Nach dem Rückflug von IPA4 ins heimatliche Getafe, der mit einem Zwischenstopp beim deutschen Jagdgeschwader 73 "Steinhoff" in Laage bei Rostock absolviert wurde, zog Fernando Plaza, Programmdirektor bei EADS Militärflugzeuge in Spanien, Bilanz: "Wir sind sehr stolz darauf, den erfolgreichen Abschluss dieser Kampagne verkünden zu können. Alle CET-Programmpunkte wurden erfüllt und damit der Nachweis erbracht, dass der Eurofighter auch unter diesen extremen Umweltbedingungen allen operationellen Forderungen mehr als gerecht wird. Besonders erfreulich ist die Tatsache, dass das Flugzeug und seine Systeme trotz des arktischen Ambientes mit einer phänomenal positiven Klarstandsrate aufwarten konnte." Wie Plaza betonte, seien die Kältetests besonders exemplarisch, als IPA4 vor Beginn der Testreihe auf den aktuellsten Konfigurationsstand einschließlich der Integration der direkten Spracheingabe gebracht worden sei. Der spanische Programmleiter dankte allen beteiligten Firmenangehörigen und Institutionen, die zum Gelingen dieses wohl längsten Kälteversuchs in der militärischen Luftfahrtgeschichte beigetragen haben.

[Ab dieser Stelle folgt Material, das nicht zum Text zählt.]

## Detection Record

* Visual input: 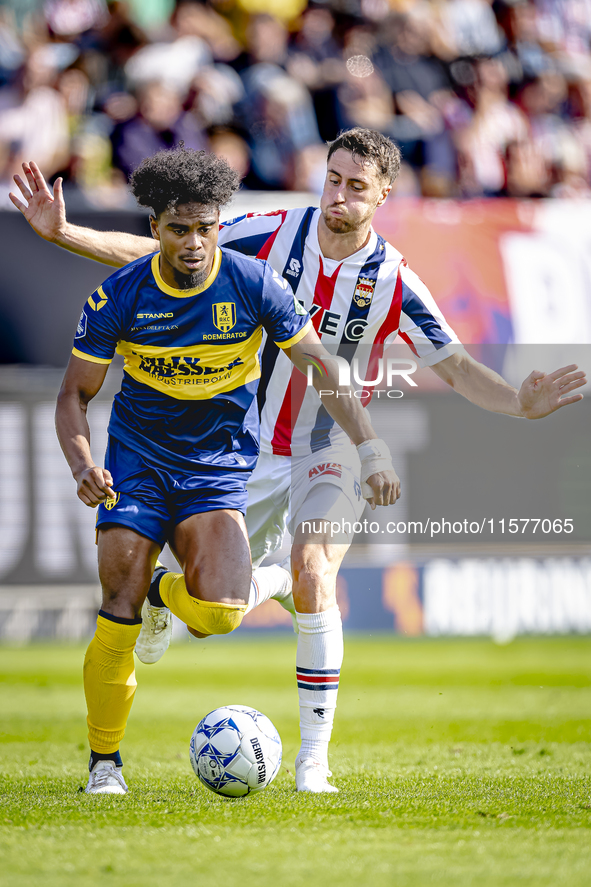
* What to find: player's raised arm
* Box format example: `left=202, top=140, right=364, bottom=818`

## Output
left=286, top=330, right=401, bottom=508
left=430, top=351, right=587, bottom=418
left=56, top=355, right=116, bottom=507
left=9, top=162, right=155, bottom=267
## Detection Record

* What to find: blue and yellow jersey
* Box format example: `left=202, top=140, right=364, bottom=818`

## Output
left=72, top=248, right=312, bottom=472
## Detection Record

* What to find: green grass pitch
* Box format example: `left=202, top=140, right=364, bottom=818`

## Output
left=1, top=635, right=590, bottom=887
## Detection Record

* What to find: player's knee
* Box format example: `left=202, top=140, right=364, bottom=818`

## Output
left=184, top=567, right=249, bottom=609
left=193, top=600, right=246, bottom=635
left=292, top=551, right=337, bottom=588
left=292, top=561, right=338, bottom=610
left=201, top=601, right=246, bottom=634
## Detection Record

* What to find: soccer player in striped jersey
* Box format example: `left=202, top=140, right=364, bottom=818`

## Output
left=11, top=129, right=587, bottom=794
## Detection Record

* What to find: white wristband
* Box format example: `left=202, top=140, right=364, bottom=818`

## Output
left=356, top=438, right=393, bottom=499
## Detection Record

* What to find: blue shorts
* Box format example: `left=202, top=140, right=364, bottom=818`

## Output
left=96, top=437, right=250, bottom=548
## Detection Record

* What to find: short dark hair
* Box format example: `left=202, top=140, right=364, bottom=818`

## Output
left=327, top=128, right=401, bottom=184
left=130, top=145, right=241, bottom=217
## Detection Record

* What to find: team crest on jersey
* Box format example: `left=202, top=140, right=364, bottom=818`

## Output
left=353, top=278, right=375, bottom=308
left=104, top=492, right=120, bottom=510
left=212, top=302, right=236, bottom=332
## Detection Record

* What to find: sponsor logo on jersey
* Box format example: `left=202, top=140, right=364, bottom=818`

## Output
left=212, top=302, right=236, bottom=332
left=309, top=462, right=343, bottom=480
left=104, top=492, right=120, bottom=510
left=136, top=312, right=174, bottom=319
left=75, top=311, right=87, bottom=339
left=135, top=352, right=244, bottom=383
left=306, top=305, right=369, bottom=340
left=87, top=286, right=108, bottom=311
left=202, top=331, right=247, bottom=340
left=131, top=325, right=179, bottom=332
left=285, top=258, right=301, bottom=277
left=344, top=318, right=368, bottom=341
left=353, top=277, right=375, bottom=308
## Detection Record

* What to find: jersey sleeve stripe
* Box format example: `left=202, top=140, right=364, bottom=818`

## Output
left=257, top=211, right=288, bottom=260
left=72, top=348, right=112, bottom=364
left=400, top=286, right=453, bottom=347
left=218, top=211, right=291, bottom=260
left=275, top=318, right=312, bottom=350
left=218, top=232, right=272, bottom=256
left=399, top=269, right=456, bottom=348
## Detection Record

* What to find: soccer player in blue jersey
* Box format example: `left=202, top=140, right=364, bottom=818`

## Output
left=50, top=146, right=398, bottom=794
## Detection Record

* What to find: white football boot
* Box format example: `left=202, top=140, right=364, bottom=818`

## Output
left=135, top=563, right=173, bottom=664
left=85, top=760, right=128, bottom=795
left=295, top=756, right=339, bottom=794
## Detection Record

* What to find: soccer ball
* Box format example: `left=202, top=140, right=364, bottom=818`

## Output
left=189, top=704, right=282, bottom=797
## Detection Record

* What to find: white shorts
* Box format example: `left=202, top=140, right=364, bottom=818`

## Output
left=245, top=443, right=366, bottom=567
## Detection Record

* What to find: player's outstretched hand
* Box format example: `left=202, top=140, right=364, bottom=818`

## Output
left=518, top=364, right=587, bottom=419
left=9, top=161, right=66, bottom=242
left=364, top=469, right=401, bottom=510
left=75, top=467, right=116, bottom=508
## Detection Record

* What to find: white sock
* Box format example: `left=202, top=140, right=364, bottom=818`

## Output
left=246, top=564, right=292, bottom=614
left=295, top=605, right=343, bottom=769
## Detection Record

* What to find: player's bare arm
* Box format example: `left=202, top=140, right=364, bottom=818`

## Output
left=10, top=161, right=154, bottom=267
left=55, top=354, right=116, bottom=506
left=287, top=330, right=401, bottom=507
left=431, top=351, right=587, bottom=418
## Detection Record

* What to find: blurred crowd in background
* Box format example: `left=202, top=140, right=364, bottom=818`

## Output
left=1, top=0, right=591, bottom=208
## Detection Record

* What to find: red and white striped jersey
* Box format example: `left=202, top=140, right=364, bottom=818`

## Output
left=219, top=207, right=460, bottom=457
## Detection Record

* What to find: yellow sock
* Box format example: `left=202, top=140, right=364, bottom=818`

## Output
left=159, top=572, right=246, bottom=636
left=84, top=613, right=141, bottom=754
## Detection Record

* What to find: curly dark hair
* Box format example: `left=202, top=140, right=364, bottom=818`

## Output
left=130, top=145, right=241, bottom=216
left=327, top=128, right=401, bottom=185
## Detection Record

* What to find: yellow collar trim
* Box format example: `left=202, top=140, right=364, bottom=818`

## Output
left=151, top=248, right=222, bottom=298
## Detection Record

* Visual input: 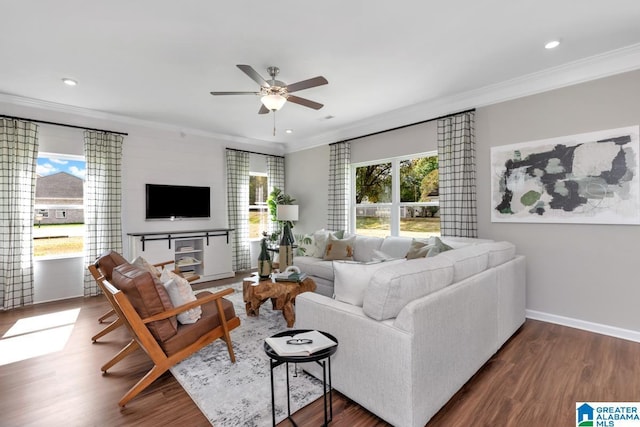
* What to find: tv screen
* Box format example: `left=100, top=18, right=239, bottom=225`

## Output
left=145, top=184, right=211, bottom=220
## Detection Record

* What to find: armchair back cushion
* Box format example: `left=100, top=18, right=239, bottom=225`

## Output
left=96, top=250, right=129, bottom=281
left=112, top=263, right=178, bottom=342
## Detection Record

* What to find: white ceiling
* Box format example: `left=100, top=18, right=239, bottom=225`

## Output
left=2, top=1, right=640, bottom=152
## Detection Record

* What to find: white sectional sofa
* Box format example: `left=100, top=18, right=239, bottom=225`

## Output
left=293, top=233, right=493, bottom=297
left=294, top=236, right=526, bottom=427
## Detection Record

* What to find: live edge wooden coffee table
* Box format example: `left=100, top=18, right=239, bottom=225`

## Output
left=242, top=276, right=316, bottom=327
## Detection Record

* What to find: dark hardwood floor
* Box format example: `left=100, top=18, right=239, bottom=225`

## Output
left=2, top=276, right=640, bottom=426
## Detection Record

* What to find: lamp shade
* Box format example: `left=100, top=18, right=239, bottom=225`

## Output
left=276, top=204, right=298, bottom=221
left=261, top=94, right=287, bottom=111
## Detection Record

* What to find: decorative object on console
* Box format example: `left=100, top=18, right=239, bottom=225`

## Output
left=277, top=204, right=298, bottom=271
left=257, top=234, right=272, bottom=279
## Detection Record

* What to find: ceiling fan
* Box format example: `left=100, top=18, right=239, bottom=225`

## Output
left=210, top=65, right=328, bottom=114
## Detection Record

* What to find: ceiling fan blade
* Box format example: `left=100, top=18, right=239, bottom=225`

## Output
left=210, top=91, right=259, bottom=95
left=287, top=95, right=324, bottom=110
left=286, top=76, right=328, bottom=93
left=237, top=64, right=270, bottom=88
left=258, top=104, right=270, bottom=115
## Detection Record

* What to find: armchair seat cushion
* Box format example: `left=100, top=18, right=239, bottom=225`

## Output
left=160, top=292, right=237, bottom=356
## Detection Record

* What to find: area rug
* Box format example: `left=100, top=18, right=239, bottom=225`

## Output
left=169, top=282, right=324, bottom=426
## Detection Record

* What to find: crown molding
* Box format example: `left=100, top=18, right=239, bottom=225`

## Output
left=286, top=42, right=640, bottom=153
left=0, top=92, right=277, bottom=148
left=3, top=43, right=640, bottom=155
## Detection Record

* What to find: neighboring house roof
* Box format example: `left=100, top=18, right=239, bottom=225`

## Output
left=35, top=172, right=83, bottom=198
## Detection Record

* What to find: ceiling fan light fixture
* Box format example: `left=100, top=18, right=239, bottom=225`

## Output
left=261, top=94, right=287, bottom=111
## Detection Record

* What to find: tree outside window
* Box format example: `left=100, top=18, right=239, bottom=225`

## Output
left=354, top=153, right=439, bottom=238
left=249, top=173, right=269, bottom=239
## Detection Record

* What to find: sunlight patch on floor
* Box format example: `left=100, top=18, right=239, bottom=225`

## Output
left=0, top=308, right=80, bottom=366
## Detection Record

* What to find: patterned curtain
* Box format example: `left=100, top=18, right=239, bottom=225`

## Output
left=0, top=119, right=39, bottom=310
left=266, top=155, right=285, bottom=236
left=437, top=111, right=477, bottom=237
left=327, top=142, right=351, bottom=231
left=226, top=149, right=251, bottom=271
left=83, top=131, right=124, bottom=296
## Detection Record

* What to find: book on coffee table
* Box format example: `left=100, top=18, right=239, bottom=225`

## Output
left=274, top=271, right=307, bottom=282
left=265, top=330, right=337, bottom=357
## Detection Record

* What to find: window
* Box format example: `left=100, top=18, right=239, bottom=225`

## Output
left=249, top=173, right=269, bottom=239
left=33, top=153, right=85, bottom=258
left=353, top=152, right=439, bottom=238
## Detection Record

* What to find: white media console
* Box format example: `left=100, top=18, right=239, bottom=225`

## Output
left=127, top=228, right=234, bottom=283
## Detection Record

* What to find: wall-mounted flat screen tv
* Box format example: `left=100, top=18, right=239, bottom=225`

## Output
left=145, top=184, right=211, bottom=220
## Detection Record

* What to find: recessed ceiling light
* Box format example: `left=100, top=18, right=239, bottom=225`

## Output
left=62, top=78, right=78, bottom=86
left=285, top=129, right=293, bottom=134
left=545, top=40, right=560, bottom=49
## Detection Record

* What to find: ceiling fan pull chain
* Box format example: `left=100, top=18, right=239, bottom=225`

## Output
left=273, top=111, right=276, bottom=136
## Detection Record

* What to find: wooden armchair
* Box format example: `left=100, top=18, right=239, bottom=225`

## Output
left=95, top=262, right=240, bottom=406
left=90, top=251, right=200, bottom=342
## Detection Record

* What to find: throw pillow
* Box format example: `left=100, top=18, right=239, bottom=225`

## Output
left=131, top=256, right=161, bottom=277
left=296, top=233, right=315, bottom=256
left=311, top=229, right=344, bottom=257
left=312, top=229, right=330, bottom=257
left=333, top=259, right=406, bottom=306
left=323, top=234, right=356, bottom=261
left=426, top=236, right=453, bottom=257
left=405, top=239, right=433, bottom=259
left=160, top=268, right=202, bottom=324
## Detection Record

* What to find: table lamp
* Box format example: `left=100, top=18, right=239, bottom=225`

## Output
left=276, top=204, right=298, bottom=271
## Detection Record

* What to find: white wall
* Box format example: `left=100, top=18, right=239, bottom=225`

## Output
left=286, top=69, right=640, bottom=336
left=1, top=100, right=283, bottom=303
left=476, top=69, right=640, bottom=335
left=285, top=144, right=330, bottom=234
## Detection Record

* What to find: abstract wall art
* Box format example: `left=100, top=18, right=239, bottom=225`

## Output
left=491, top=126, right=640, bottom=224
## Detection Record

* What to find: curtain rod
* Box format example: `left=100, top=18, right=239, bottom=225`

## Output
left=330, top=108, right=476, bottom=145
left=225, top=147, right=284, bottom=159
left=0, top=114, right=129, bottom=136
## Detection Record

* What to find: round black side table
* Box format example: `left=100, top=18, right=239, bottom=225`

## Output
left=264, top=329, right=338, bottom=427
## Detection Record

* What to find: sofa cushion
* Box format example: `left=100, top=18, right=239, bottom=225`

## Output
left=352, top=235, right=384, bottom=262
left=363, top=256, right=455, bottom=321
left=333, top=259, right=406, bottom=306
left=112, top=263, right=178, bottom=342
left=159, top=292, right=236, bottom=356
left=437, top=244, right=490, bottom=283
left=371, top=249, right=398, bottom=261
left=439, top=236, right=494, bottom=249
left=293, top=256, right=335, bottom=281
left=323, top=234, right=356, bottom=261
left=485, top=241, right=516, bottom=267
left=160, top=268, right=202, bottom=324
left=379, top=236, right=413, bottom=259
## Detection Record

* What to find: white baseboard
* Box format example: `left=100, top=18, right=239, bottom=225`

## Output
left=526, top=309, right=640, bottom=343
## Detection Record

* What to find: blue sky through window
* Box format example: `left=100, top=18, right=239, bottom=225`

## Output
left=37, top=156, right=86, bottom=180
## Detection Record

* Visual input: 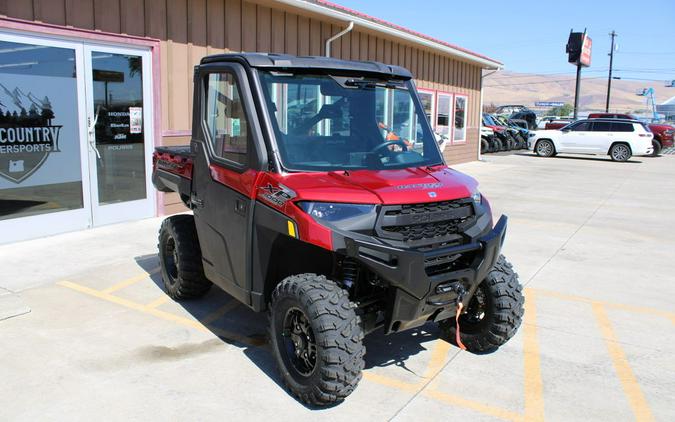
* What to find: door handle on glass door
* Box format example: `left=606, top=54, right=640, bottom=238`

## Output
left=88, top=106, right=102, bottom=159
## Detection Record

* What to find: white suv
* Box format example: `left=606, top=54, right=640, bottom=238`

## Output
left=528, top=119, right=653, bottom=162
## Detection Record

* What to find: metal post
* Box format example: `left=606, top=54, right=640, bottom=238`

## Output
left=573, top=63, right=581, bottom=119
left=605, top=30, right=617, bottom=112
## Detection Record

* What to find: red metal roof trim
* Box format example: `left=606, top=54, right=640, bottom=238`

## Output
left=314, top=0, right=502, bottom=66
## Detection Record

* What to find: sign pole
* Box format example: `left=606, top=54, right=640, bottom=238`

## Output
left=573, top=62, right=581, bottom=119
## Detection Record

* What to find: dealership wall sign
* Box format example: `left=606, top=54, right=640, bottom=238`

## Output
left=0, top=85, right=61, bottom=183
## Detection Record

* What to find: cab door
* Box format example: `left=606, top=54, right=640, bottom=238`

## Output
left=190, top=62, right=267, bottom=304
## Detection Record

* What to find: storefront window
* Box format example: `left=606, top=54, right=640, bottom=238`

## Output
left=417, top=90, right=434, bottom=125
left=0, top=41, right=83, bottom=221
left=436, top=94, right=452, bottom=136
left=454, top=95, right=467, bottom=142
left=91, top=52, right=146, bottom=204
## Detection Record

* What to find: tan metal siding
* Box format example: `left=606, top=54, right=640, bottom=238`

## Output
left=0, top=0, right=485, bottom=210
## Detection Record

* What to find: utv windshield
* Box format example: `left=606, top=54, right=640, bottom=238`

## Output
left=259, top=72, right=442, bottom=172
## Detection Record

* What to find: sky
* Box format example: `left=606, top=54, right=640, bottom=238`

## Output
left=332, top=0, right=675, bottom=85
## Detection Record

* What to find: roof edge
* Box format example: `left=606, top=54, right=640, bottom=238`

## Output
left=273, top=0, right=502, bottom=69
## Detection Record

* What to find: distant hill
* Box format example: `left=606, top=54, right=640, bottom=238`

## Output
left=483, top=71, right=673, bottom=114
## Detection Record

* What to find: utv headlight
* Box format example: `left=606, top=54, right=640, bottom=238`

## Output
left=298, top=202, right=376, bottom=223
left=471, top=190, right=482, bottom=205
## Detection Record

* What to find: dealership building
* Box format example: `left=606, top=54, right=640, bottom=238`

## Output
left=0, top=0, right=501, bottom=243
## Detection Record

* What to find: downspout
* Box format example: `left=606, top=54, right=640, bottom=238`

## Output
left=325, top=21, right=354, bottom=57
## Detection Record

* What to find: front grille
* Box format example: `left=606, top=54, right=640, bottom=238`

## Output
left=377, top=199, right=475, bottom=244
left=384, top=200, right=469, bottom=216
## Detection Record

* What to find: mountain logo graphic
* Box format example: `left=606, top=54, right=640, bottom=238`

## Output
left=0, top=83, right=61, bottom=184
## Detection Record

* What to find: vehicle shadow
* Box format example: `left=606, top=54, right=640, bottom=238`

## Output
left=514, top=152, right=643, bottom=163
left=134, top=254, right=450, bottom=409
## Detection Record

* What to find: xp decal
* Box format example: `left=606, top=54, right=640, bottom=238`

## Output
left=0, top=84, right=60, bottom=184
left=258, top=183, right=296, bottom=207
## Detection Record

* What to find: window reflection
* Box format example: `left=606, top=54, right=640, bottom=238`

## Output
left=92, top=52, right=146, bottom=205
left=0, top=41, right=83, bottom=221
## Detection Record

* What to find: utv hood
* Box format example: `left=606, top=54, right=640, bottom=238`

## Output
left=279, top=166, right=478, bottom=205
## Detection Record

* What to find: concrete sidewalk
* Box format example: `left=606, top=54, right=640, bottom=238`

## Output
left=1, top=152, right=674, bottom=421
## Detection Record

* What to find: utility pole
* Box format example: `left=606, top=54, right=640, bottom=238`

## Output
left=605, top=30, right=617, bottom=112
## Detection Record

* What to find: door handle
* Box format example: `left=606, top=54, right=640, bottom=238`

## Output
left=235, top=198, right=247, bottom=215
left=87, top=106, right=102, bottom=159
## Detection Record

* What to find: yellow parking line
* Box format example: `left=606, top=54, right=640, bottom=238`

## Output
left=362, top=372, right=420, bottom=393
left=529, top=288, right=675, bottom=324
left=57, top=280, right=263, bottom=347
left=523, top=291, right=545, bottom=422
left=424, top=389, right=523, bottom=422
left=423, top=339, right=453, bottom=378
left=592, top=303, right=655, bottom=422
left=102, top=267, right=161, bottom=294
left=364, top=372, right=522, bottom=421
left=144, top=295, right=171, bottom=309
left=201, top=300, right=240, bottom=325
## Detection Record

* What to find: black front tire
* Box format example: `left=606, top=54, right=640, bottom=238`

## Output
left=535, top=139, right=556, bottom=157
left=481, top=137, right=490, bottom=154
left=158, top=215, right=212, bottom=299
left=439, top=256, right=524, bottom=353
left=269, top=274, right=365, bottom=406
left=651, top=140, right=662, bottom=157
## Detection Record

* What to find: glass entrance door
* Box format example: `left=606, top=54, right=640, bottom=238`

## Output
left=84, top=45, right=154, bottom=226
left=0, top=32, right=91, bottom=243
left=0, top=31, right=155, bottom=244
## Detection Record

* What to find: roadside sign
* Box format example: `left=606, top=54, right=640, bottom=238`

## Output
left=580, top=35, right=592, bottom=67
left=535, top=102, right=565, bottom=107
left=566, top=32, right=592, bottom=68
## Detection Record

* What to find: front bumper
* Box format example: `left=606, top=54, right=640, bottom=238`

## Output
left=340, top=215, right=508, bottom=334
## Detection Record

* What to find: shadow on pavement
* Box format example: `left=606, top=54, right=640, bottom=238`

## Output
left=514, top=151, right=643, bottom=163
left=133, top=253, right=449, bottom=408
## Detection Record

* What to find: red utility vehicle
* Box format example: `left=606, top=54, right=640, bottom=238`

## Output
left=588, top=113, right=674, bottom=154
left=152, top=53, right=524, bottom=405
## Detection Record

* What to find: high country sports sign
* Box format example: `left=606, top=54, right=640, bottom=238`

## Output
left=0, top=86, right=61, bottom=184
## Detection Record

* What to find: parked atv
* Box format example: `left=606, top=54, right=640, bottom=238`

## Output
left=153, top=53, right=524, bottom=406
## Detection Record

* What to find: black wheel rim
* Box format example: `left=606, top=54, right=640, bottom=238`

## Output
left=162, top=236, right=178, bottom=285
left=281, top=307, right=317, bottom=377
left=460, top=284, right=489, bottom=329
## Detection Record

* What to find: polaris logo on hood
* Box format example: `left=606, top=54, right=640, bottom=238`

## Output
left=395, top=182, right=443, bottom=190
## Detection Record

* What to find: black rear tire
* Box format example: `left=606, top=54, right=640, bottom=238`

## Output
left=158, top=215, right=212, bottom=299
left=269, top=274, right=365, bottom=406
left=651, top=140, right=662, bottom=157
left=438, top=255, right=524, bottom=353
left=609, top=143, right=632, bottom=162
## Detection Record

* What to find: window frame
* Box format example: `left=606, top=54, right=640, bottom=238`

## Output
left=416, top=87, right=436, bottom=130
left=199, top=63, right=267, bottom=172
left=452, top=94, right=468, bottom=144
left=435, top=91, right=454, bottom=138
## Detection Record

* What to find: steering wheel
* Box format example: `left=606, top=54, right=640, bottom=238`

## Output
left=370, top=139, right=408, bottom=154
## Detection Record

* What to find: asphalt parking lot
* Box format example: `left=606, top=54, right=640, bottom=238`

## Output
left=1, top=152, right=674, bottom=421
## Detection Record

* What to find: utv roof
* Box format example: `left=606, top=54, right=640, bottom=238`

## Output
left=200, top=53, right=413, bottom=79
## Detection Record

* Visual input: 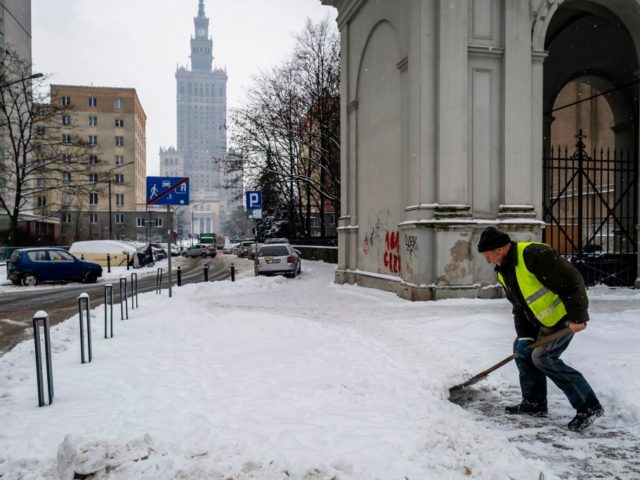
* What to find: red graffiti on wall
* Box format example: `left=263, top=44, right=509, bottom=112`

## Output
left=384, top=231, right=401, bottom=273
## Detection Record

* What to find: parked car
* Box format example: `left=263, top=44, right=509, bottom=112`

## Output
left=182, top=244, right=207, bottom=257
left=223, top=242, right=240, bottom=255
left=236, top=241, right=255, bottom=258
left=254, top=244, right=302, bottom=278
left=149, top=243, right=168, bottom=261
left=264, top=237, right=290, bottom=245
left=200, top=243, right=217, bottom=258
left=6, top=247, right=103, bottom=286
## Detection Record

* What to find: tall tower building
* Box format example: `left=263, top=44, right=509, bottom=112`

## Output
left=174, top=0, right=227, bottom=234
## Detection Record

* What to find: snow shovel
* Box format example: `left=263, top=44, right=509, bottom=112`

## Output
left=448, top=327, right=573, bottom=397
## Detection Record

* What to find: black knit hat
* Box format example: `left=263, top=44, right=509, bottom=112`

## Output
left=477, top=227, right=511, bottom=253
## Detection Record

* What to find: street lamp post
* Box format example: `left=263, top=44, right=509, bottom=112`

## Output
left=0, top=72, right=43, bottom=89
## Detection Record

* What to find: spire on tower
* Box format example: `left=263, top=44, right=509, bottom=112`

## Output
left=198, top=0, right=205, bottom=17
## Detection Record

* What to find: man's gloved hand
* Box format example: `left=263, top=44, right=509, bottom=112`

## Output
left=515, top=338, right=535, bottom=359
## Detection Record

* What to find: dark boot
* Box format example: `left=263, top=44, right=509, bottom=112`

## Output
left=505, top=400, right=548, bottom=417
left=567, top=404, right=604, bottom=432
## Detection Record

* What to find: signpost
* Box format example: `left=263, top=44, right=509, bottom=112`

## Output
left=146, top=177, right=190, bottom=298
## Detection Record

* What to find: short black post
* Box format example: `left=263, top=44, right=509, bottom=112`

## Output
left=106, top=253, right=111, bottom=273
left=230, top=263, right=235, bottom=282
left=177, top=266, right=182, bottom=287
left=203, top=263, right=209, bottom=282
left=104, top=284, right=113, bottom=338
left=156, top=268, right=163, bottom=294
left=33, top=311, right=54, bottom=407
left=119, top=277, right=128, bottom=320
left=81, top=254, right=85, bottom=260
left=126, top=252, right=130, bottom=270
left=130, top=272, right=138, bottom=309
left=78, top=293, right=92, bottom=364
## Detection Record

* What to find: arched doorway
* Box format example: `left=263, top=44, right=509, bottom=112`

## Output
left=542, top=1, right=640, bottom=286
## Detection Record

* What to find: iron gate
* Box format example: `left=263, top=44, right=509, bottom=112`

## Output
left=543, top=130, right=638, bottom=286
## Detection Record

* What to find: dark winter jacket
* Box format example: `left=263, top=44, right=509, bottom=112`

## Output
left=495, top=242, right=589, bottom=338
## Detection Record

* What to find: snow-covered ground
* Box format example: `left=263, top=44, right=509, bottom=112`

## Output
left=1, top=260, right=639, bottom=479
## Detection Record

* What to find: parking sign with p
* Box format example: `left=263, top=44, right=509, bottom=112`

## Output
left=245, top=191, right=262, bottom=210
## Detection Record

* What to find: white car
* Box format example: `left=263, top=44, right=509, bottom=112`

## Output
left=254, top=244, right=302, bottom=278
left=222, top=242, right=240, bottom=254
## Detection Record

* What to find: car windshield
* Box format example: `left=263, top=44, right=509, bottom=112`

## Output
left=259, top=246, right=289, bottom=257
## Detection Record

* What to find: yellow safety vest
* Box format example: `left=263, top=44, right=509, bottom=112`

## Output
left=497, top=242, right=567, bottom=327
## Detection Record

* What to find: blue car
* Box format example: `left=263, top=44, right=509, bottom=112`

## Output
left=6, top=247, right=103, bottom=286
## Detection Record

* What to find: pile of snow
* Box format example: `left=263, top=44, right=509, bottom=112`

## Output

Allerdings - und das muss auch angemerkt werden - hat sich das Eurofighter-Testteam in Vidsel keinen wirklich unbekannten Temperaturbereich "angetan". Der CET-Test diente nur zur Verifizierung und als Abschluss einer langen Testreihe die auch viele Versuche an Prototypen in der Klimakammer umfasste. Insofern ist der erfolgreiche CET-Test auch einer umfangreichen und gewissenhaften Vorbereitung zu verdanken.
Was jetzt noch folgt ist eine ganze Menge "Papierkram" an dessen Ende die offizielle "Freigabe" für den Nutzerbetrieb unter den nachgewiesenen Umweltbedingungen steht.

Ort und Termin für den logischen Gegenpol der CET-Tests stehen übrigens auch schon fest. Im Sommer 2005 steht die sengende Hitze Nevadas auf dem Programm und anstatt bei -30°C den Eiszapfen beim Wachsen zuzusehen werden dann bei +50°C im Schatten Spiegeleier auf der Cockpitkanzel gebraten.

Übrigens wird das dann nicht der erste Auftritt eines Eurofighters in den USA sein. Denn vom 2. bis zum 5. Februar 2005 verlegte der RAF-Zweisitzer mit der Kennung ZJ804 von Warton über Lajes/Azoren und Bangor/Maine nach China Lake/Kalifornien. Im dort ansässigen Naval Air Warfare Center nimmt/nahm die Maschine an der Übung "Highrider" teil. Genaueres ist aber nicht bekannt, denn "Highrider" ist ein Manöver bei dem es sich um "elektronische Kampfführung" dreht - ein Thema bei dem die Lippen üblicherweise geschlossen und die Blicke strenger werden sobald man es erwähnt.